New surety bond laws frequently go into effect long before any negligible impact is felt within the industries they intend to regulate.
California’s Money Transmission Act (CMTA) went into effect on January 1, and its impact on the local market is now emerging. Among the law’s stipulations is a requirement for money transmitting companies to post a $750,000 surety bond. The state established the high surety bond requirement to keep fly-by-night companies out of the market.
The law also requires new licensees to have a high tangible net worth to offset expected losses and support its operational needs at all times. According to a July 1 American Banker.com article, about 10 companies have already closed as a direct result of the law.
The most recent closure was FaceCash, a company that chose to halt operations without even applying for a license under the new requirements.
American Banker.com said,
“Think Computer Corp., the mobile-payments company behind an application that relies on facial recognition to confirm a user’s identity, shut down its California FaceCash merchant network because of the state’s new money-transmission law.”

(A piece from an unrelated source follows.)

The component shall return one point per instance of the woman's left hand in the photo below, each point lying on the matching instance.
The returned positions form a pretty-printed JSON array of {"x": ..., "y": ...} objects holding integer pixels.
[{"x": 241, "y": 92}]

FaceCash requires clients to link their FaceCash account to a valid bank account, which classifies it as a money transmitting service under California statutes.
Within the past few weeks, FaceCash executives decided the company would not be able to qualify for a license under the CMTA even though they said the company had the financial credentials necessary to qualify for the $750,000 surety bond.
In an official statement FaceCash said,
“the unfortunate reality is that the California Department of Financial Institutions requires licensees to have far more than the dollar figures specified by the statute.”
Some reports, however, have speculated that the company opted to discontinue its mobile payment option after realizing the surety bond requirement applied to the funds kept in clients’ accounts.